Depression & Anxiety Treatment With Innovative Therapy – Part 1

Depression and anxiety are amongst the commonest reasons for consultation in UK general practice. Participants with a history of depression who had depression or depression and anxiety were recruited from a single practice in Ayrshire, Scotland to take part in a study using Mindfulness Based Cognitive Therapy (MBCT).

Mindfulness Based Cognitive Therapy (MBCT) is an 8-week course developed for patients with relapsing depression that integrates mindfulness meditation practices and cognitive theory.

Previous studies have demonstrated that non-depressed participants with a history of relapsing depression are protected from relapse by participating in the course.

This exploratory study examined the acceptability and effectiveness of Mindfulness Based Cognitive Therapy (MBCT) for patients in primary care with active symptoms of depression and anxiety

The problem of relapse in depression is a significant one and for many individuals depression is a chronic relapsing condition.

While a high percentage of first episodes of depression are triggered by a major life event, further episodes are less likely to have such a clear precipitant.

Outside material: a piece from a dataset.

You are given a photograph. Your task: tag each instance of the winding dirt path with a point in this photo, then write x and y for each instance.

A ruminative thinking style in response to low mood appears to be a key feature in relapsing depression (a preoccupation with certain thoughts and ideas).

Thirteen patients with recurrent depression or recurrent depression and anxiety were recruited to take part in the study. Semi-structured qualitative interviews were conducted three months after completing the MBCT programme

Mindfulness Based Cognitive Therapy (MBCT) is an innovative, empirically validated treatment program designed to prevent relapse in people who have recovered from depression.

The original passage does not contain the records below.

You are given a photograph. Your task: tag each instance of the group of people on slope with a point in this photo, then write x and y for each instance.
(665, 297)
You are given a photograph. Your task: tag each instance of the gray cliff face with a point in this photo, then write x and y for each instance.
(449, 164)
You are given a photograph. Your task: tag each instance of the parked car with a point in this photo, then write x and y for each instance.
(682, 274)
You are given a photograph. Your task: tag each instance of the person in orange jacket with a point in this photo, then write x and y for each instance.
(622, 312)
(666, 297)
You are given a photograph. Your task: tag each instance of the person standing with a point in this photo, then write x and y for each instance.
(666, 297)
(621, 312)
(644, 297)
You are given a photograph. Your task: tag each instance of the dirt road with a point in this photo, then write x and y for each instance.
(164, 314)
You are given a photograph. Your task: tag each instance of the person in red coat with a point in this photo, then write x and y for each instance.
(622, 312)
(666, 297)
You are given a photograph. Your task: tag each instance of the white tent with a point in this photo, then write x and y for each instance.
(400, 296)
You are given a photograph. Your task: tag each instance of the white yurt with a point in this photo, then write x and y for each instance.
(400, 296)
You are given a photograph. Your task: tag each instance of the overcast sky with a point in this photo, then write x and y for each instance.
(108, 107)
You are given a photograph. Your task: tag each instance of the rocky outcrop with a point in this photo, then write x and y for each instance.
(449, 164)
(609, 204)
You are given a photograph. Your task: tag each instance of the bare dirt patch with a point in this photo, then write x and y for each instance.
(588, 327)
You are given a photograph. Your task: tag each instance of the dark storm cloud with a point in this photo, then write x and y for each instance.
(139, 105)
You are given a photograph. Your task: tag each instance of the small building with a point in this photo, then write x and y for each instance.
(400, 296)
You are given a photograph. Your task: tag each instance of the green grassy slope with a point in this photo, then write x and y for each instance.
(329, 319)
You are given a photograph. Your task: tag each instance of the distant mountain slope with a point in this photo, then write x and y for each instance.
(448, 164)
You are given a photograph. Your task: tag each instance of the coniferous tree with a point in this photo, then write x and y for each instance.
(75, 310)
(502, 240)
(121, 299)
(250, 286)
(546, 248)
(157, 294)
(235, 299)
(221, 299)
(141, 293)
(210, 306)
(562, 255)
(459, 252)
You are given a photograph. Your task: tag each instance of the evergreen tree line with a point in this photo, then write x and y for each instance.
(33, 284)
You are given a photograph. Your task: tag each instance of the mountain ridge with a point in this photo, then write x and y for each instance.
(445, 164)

Two randomised controlled trials have found that MBCT, when taught to patients in the remission phase, reduced the rate of relapsing depression, in patients with a history of 3 or more episodes of depression, by about 50%.

The problem of relapse in depression is a significant one and for many individuals depression is a chronic relapsing condition. In a recent review on the natural history of depression Judd concludes that “unipolar depression is a chronic and life long illness, the risk of repeated episodes exceeds 80% and patients will experience an average of 4 lifetime major depressive episodes of 20 weeks duration”. (Archives of General Psychiatry. 1997;54:989–991).

While a high percentage of first episodes of depression are triggered by a major life event, further episodes are less likely to have such a clear precipitant.

A ruminative thinking style (a preoccupation with certain thoughts and ideas) in response to low mood appears to be a key feature in relapsing depression. Nolen-Hoeksema defines rumination as ‘behaviours and thoughts that focus one’s attention on one’s depressive symptoms and on the implications of those symptoms’.

Ruminative thinking often involves extended pondering over personal shortcomings and problematic situations and perpetuates rather than alleviates the depressed state.

Mindfulness Based Cognitive Therapy (MBCT) teaches participants to recognise and let go of ruminative thinking about negative affect and instead participants are encouraged to simply remain open to what is there – to experience it fully, without aversion or attachment.

Hence mindfulness training involves an attitudinal shift toward difficult experience. The heart of MBCT lies in acquainting patients with the modes of mind that often characterize mood disorders while simultaneously inviting them to develop a new relationship to these modes.

Patients learn to view thoughts as events in the mind, independent of their content and emotional charge.

While the two major studies cited above have focused on patients who have recovered from depression, it is not known whether MBCT may have a wider role to play in treating chronic mood disorders during their active phase, which is when patients tend to seek help from primary care.

If acceptable and effective we can envisage a number of potential advantages to such an approach.

Firstly while psychotropic medication has a role to play in treating mood disorders, it is not always effective, nor is it acceptable to many patients.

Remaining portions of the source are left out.